Hey,
this week I want to try something a little different with the pod: i’m adding an enhanced summary of the “main takeaway” of the episode for those of you who prefer to just get to the good stuff and skip the rest.
Of course I still think you should listen to the full episode to get the context, or at least put it on in the background while you scan through this. But whatever way you like to consume my content, enjoy!
So!
Here it is:
The problem I had
Most consultants sell exactly one thing, and it happens to be the most expensive, hardest-to-buy thing on the menu.
It’s the lowest leverage thing too, meaning you have to put in a lot of time to get paid to do this… which takes away from being able to actually run your business.
For me it was selling design work to clients. Meaning the more design work I did, the more I would get paid. It was a 1:1 relationship with time and money.
Around 6 years in to my design career I learned that there was a completely differently way to approach running an agency, a completely different set of business models that I had no idea about… and honestly I wish I had known about them from the start because GODDAMN they changed everything for me.
Let me show you the other things you could be selling.
The three rungs
Every consulting business can be split into three offers.
Done For You. You do the work. The client pays top dollar and gets your hands on their problem. This is where almost every consultant lives, and most of them never leave.
Done With You. You don’t do the work. You teach their team to do it. Workshops, training, group coaching. Cheaper for the client, way more leveraged for you.
Do It Yourself. Courses, books, content. The client never interacts with you at all. Cheapest rung, fully scalable.
When AJ&Smart was a UX agency, Done For You was us running design sprints for clients. Done With You was teaching their teams to run sprints themselves. Do It Yourself became the Design Sprint Masterclass.
The part nobody expects
Done With You ended up being the most lucrative tier for us.
Here’s why. You train ten people at a company. Another team hears about it and wants the same thing. Then another. The training spreads inside the company in a way a one-off project never does. And the rungs feed each other: trainings generate sprint requests, sprints generate training requests.
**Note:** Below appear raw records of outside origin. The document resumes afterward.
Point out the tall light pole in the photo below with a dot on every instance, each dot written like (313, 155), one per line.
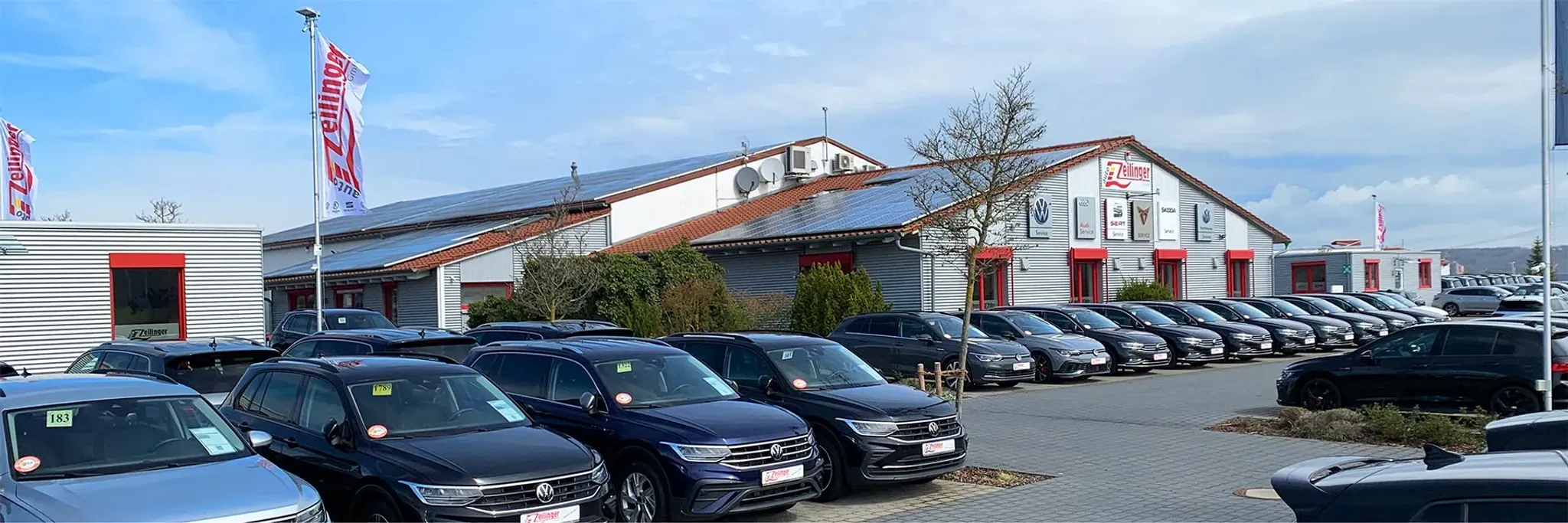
(315, 164)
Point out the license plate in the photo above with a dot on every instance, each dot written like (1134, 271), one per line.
(781, 475)
(554, 515)
(938, 448)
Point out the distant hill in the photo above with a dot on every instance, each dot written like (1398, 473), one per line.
(1479, 260)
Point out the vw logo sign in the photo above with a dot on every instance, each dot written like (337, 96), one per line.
(544, 492)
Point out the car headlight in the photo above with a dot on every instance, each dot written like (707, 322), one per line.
(700, 453)
(871, 427)
(446, 497)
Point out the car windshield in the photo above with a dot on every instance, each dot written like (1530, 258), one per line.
(824, 366)
(452, 348)
(1032, 324)
(662, 381)
(951, 327)
(214, 371)
(1201, 313)
(341, 321)
(118, 436)
(433, 406)
(1152, 316)
(1093, 321)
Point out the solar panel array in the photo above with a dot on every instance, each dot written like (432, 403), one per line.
(394, 249)
(518, 197)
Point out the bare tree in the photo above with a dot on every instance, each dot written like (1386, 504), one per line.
(164, 211)
(969, 201)
(556, 279)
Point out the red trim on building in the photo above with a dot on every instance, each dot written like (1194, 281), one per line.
(1087, 253)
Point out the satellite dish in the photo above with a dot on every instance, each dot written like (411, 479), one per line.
(746, 179)
(770, 170)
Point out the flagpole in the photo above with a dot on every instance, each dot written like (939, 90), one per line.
(315, 164)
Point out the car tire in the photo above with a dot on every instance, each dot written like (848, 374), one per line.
(831, 463)
(635, 484)
(1514, 399)
(1321, 393)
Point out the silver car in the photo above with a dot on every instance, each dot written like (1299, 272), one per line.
(1470, 300)
(104, 448)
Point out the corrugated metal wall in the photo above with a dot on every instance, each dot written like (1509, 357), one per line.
(55, 297)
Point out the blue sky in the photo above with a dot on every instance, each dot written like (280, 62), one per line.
(1298, 109)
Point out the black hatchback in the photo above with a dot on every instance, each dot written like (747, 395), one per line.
(871, 431)
(405, 439)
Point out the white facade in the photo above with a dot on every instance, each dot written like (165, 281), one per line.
(57, 297)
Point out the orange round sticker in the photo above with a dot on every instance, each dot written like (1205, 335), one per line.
(27, 464)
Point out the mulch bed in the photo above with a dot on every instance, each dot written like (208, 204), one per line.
(993, 476)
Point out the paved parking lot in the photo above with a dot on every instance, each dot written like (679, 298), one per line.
(1123, 449)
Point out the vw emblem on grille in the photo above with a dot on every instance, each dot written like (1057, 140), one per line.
(544, 492)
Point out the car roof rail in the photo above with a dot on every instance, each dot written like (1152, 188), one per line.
(312, 361)
(142, 374)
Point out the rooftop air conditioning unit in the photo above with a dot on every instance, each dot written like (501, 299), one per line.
(797, 162)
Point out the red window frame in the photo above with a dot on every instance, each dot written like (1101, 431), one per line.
(844, 260)
(149, 261)
(1316, 266)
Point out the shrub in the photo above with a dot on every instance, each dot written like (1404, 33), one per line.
(1144, 291)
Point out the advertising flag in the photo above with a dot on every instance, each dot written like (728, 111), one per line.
(1382, 228)
(16, 155)
(339, 95)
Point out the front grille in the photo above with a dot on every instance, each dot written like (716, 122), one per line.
(526, 495)
(921, 431)
(761, 454)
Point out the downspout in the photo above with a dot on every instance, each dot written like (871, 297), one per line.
(930, 270)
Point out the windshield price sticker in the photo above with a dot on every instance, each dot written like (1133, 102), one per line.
(212, 440)
(58, 418)
(505, 410)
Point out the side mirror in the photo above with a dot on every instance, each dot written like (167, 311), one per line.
(259, 439)
(592, 404)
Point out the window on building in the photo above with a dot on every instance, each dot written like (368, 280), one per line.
(474, 293)
(1308, 277)
(845, 261)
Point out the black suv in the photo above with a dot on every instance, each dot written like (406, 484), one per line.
(490, 333)
(1529, 485)
(299, 324)
(682, 445)
(869, 431)
(1129, 349)
(211, 366)
(405, 439)
(1240, 342)
(366, 342)
(1289, 336)
(1189, 345)
(896, 343)
(1057, 354)
(1330, 332)
(1490, 364)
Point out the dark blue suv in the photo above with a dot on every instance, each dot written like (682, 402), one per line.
(681, 443)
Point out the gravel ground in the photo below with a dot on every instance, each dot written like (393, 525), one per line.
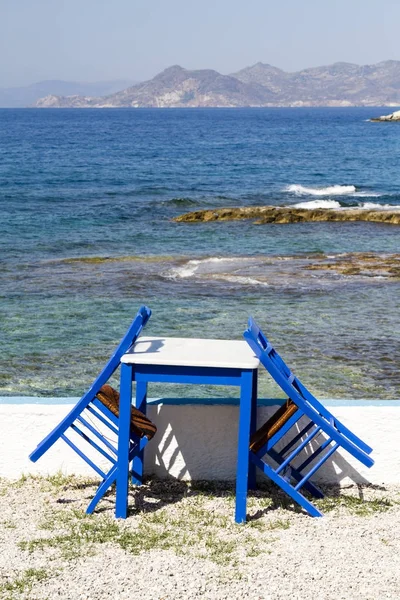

There’s also a second thing that happens once you have three rungs instead of one. On a huge number of our sales calls, when the price for the top tier is too high, we don’t lose the client. We move them down a rung. If you only sell Done For You, every call is all-or-nothing. With three rungs, “no” to one offer is “maybe” to another.
“But my work is too custom to teach”
I said this exact sentence for years. I was certain there was no Done With You version of UX design. Too subjective, too dependent on me being in the room.
I was wrong, and if you’re thinking it right now, so are you.
The goal is not to turn the client’s team into you. It’s to find one fragment of what you do that can be taught. Maybe it’s just how you run a kickoff. Maybe it’s one part of your process. That fragment is a product.
And if you’re experienced, there’s a move most consultants never consider. You don’t only have to sell to clients. You can sell to you, ten years ago. There are people who would do anything to be where you are now, and teaching them is a whole second business. That’s where Facilitator.com came from.
Stop selling your time
The last piece. Once you have your rungs, price them as packages, not hours. No day rates, no itemized lists of what’s included. The moment you itemize, you invite people to negotiate you down line by line.
A rule of thumb I picked up that’s stuck with me: one month in your group program should cost about the same as one hour alone with you. That gap is what makes the cheaper rungs feel like a deal and the expensive rung feel exclusive.
Do this this week
* Write your three rungs. One sentence each: what’s your Done For You, what could your Done With You be, what could your Do It Yourself be? Don’t build anything yet. Just name them.
* Find the teachable fragment. Ask yourself what you do that feels boringly easy to you but looks like magic to clients. That’s your Done With You seed.
* Add a down-sell to your next sales call. When someone balks at the price, instead of “no problem, bye,” try: “There’s another way to work with me. I can teach your team to do this themselves.”
* Price by the rung. Top expensive, bottom cheap, and stop itemizing.
You don’t have to build a course this month. You just have to stop being a business with one product, where that product is the single hardest thing on the menu to say yes to.
Cheers, Jonathan
P.S. The book that flipped this switch for me on packaging and pricing is Built to Sell by John Warrillow. It’s a short read. Worth doing this week.